Christian black metal kadar olmasa da, progresif doom metal de ilk duyuşta baya garip tınlayan bir tabir. Doom metalin dinamizme savaş açan dinamikleri düşünüldüğünde, insan progresif bir anlayışın nasıl benimsenebileceğini ister istemez düşünüyor.
KING GOAT, Bristol’ün bağrından kopup gelen genç irisi bir grup. Kendi tabirleriyle progresif doom metal yapan grup, tek cümleyle açıklanması gerekse değişken ve daha varyasyonlu bir CANDLEMASS’i andırıyor. Bunun başlıca, hatta %95′lik sebebi, vokalist (ki grubu genç “irisi” yapan da o) Trim’in ses tonunun, ses renginin, yorumunun ve tarzının Messiah Marcolin’e acayip fazla benzemesi. Öyle ki, CANDLEMASS Marcolin döneminden şarkılar çalacağı bir turneye çıkacak olsa ve Marcolin son anda tura katılamasa, grup Trim’i alıp aynen devam edebilir. Aynen olmasa da, Trim çok büyük oranda iş görür. Sevimli vokalistin ses renginin ara ara benzediği bir diğer vokalist de, ülkemizin pek süper grubu FURTHERIAL ve RAZOR’ın sesi, pek sevgili Başer Çelebi. Özellikle hafif çatallandığı anlarda Trim’in sesi ve yorumu Başer’i anımsatıyor.
“Conduit” grubun ilk albümü. Baştan söyleyeyim, CANDLEMASS, BLACK SABBATH ayarı doom metal sevenler için KING GOAT keşfedilmeyi bekleyen bir hazine. Her ne kadar ilk şarkı Flight of the Deviants ilk saniyesinden A PERFECT CIRCLE gibi giriyorsa da, grubun meziyetleri ve karakteristik özellikleri teker teker önümüze seriliyor.

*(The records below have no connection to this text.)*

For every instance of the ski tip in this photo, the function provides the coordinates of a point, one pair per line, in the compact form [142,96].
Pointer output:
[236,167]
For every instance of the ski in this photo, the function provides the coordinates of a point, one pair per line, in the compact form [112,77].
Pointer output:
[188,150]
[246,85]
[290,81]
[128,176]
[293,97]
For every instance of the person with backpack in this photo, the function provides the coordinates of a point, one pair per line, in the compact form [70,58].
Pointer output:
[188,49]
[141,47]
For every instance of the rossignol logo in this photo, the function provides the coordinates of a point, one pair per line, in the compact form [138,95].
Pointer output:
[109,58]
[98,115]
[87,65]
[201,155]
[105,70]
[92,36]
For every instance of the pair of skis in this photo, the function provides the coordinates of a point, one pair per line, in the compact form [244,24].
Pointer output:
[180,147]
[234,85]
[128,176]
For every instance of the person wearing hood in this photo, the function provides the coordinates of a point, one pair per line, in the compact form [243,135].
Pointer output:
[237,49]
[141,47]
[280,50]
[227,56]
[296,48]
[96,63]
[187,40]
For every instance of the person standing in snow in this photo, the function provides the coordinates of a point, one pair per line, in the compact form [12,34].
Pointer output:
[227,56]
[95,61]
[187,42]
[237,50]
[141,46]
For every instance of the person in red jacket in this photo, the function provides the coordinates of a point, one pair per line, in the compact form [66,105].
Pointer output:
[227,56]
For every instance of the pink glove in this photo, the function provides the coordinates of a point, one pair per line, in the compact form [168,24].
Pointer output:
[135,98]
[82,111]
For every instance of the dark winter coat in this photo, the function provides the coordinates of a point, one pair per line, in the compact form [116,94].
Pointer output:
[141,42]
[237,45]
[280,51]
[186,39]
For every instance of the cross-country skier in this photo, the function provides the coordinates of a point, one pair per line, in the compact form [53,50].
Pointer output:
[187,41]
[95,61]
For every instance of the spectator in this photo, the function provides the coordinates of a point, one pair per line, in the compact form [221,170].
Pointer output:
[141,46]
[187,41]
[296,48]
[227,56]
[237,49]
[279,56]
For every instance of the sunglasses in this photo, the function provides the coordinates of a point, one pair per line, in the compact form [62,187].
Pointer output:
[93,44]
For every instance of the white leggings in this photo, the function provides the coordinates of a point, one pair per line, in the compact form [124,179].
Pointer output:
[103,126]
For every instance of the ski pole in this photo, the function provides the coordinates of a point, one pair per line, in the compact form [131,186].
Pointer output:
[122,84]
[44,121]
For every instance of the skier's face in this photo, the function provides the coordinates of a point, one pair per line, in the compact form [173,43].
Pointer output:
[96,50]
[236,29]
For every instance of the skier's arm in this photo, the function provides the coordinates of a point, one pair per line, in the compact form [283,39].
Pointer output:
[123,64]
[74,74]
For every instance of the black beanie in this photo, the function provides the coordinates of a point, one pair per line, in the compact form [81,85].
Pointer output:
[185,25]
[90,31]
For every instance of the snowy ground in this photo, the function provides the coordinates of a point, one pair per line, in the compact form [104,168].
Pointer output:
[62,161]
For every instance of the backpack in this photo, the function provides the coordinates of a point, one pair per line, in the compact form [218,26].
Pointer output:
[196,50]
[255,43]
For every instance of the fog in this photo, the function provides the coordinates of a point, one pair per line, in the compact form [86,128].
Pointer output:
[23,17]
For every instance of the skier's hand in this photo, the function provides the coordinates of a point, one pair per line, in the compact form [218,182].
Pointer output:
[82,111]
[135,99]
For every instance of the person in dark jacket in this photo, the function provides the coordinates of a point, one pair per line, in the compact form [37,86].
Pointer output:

Progresiflik mevzusu da bu noktada başlıyor. Her ne kadar grup bu sıfatı kendine yakıştırmışsa da, çalan müziğin teknik anlamda bir progresifliği yok. Aksak ritimler, poliritmik olaylar, yahut sürekli değişen rif ve melodiler de yok. Ancak bu sıfatın havada kalmamasını sağlayan ve standart doom metal normlarını esneten bir özgürlük arayışının ve rif zenginliğini olduğunu da belirtelim. Vokalist Trim’in çok farklı karakterlerde vokal yapabiliyor oluşunun yarattığı dramatik etki ile kılık değiştiren müzik, dinlediğiniz şeyin kanıksanmış bir doom metal olmadığını size anbean hissettiriyor.
1
“Progresif x metal”, “teknik y metal” kavramlarının içi uzun zaman önce boşaltıldığından, bu sıfatları bir pazarlama manevrası olarak kullanan (öhöm…) şirketlerin yedikleri tatlı boklar sonra gelip grupların başını ağrıtsa da, KING GOAT’un bu cesur tanımın altını dolduran, hatta yer yer hayret uyandıran düzeyde zenginlikler sunan müziği, muhakkak ki takdire şayan.

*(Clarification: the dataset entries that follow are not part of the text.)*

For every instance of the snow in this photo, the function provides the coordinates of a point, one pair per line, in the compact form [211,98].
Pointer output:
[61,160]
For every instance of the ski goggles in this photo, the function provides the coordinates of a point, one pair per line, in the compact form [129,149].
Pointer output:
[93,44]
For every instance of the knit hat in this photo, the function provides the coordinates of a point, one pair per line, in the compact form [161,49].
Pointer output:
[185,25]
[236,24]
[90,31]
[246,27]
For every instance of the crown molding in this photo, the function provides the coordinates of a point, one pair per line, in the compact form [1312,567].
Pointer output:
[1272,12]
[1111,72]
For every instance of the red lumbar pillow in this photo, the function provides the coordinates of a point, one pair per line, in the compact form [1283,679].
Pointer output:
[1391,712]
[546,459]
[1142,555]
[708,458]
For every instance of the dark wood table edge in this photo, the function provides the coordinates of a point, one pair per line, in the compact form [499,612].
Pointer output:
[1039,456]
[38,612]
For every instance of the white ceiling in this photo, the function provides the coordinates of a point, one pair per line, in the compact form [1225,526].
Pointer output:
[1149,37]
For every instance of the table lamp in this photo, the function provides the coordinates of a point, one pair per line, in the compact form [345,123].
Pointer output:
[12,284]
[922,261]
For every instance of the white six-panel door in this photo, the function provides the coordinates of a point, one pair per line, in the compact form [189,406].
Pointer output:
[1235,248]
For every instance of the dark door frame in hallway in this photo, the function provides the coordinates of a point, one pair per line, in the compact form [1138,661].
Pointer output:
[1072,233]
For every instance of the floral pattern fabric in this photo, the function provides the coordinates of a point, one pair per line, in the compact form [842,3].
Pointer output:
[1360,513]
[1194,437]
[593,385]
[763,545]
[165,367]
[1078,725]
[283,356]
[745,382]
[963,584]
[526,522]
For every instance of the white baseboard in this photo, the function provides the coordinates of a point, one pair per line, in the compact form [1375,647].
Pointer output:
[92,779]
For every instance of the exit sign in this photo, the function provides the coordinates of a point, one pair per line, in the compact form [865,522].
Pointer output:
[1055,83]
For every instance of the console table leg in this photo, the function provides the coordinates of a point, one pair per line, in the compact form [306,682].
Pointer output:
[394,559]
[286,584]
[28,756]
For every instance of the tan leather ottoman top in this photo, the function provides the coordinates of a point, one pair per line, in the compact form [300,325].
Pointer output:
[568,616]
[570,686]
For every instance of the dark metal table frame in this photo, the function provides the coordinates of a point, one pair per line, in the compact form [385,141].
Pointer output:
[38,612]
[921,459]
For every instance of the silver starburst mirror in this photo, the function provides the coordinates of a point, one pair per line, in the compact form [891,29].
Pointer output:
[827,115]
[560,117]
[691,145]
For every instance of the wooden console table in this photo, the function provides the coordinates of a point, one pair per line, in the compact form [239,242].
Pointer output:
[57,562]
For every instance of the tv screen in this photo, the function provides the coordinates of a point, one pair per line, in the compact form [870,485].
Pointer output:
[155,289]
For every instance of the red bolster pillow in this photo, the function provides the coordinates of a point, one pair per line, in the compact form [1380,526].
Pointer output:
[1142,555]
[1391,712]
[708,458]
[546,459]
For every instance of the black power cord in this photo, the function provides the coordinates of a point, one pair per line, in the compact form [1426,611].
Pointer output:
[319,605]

Grubun ve albümün iyi olmasını sağlayan başlıca konulardan biri de, KING GOAT’un müziğindeki dinamizmi çok iyi dengelemesi. Doom metal deyince akla gelen ve iki trampet vuruşu arası markete gidip gelinen türde bir yavaşlık “Conduit”te yok. Revenants’ın girişi gibi gayet hoş tempolarda, akla BARONESS’in ciciliklerini dahi getiren tatlı akor bileşimli rifler bolca mevcut. Albüme adını veren şarkıdaki kadın vokal destekli enfes kısım, yahut son şarkının WINDHAND gibi başlayıp sonra Trim’in coşması ile şekil değiştiren yapısı, KING GOAT müziğinin epey bir denemeye müsait olduğunu gösteren örnekler.
Bu yıl dinlediğim iyi albümlerden biri olan “Conduit”, doom metal sevenlerin baya sevebileceği, doom metalden uzak duranların da epey bir şey bulabileceği bir ilk albüm. Grubun metal dünyasına çok iyi bir giriş yapmasını sağladığı kadar, türe getirdiği anlayış açısından da kimilerine ilham verebilecek düzeyde karakterli bir iş.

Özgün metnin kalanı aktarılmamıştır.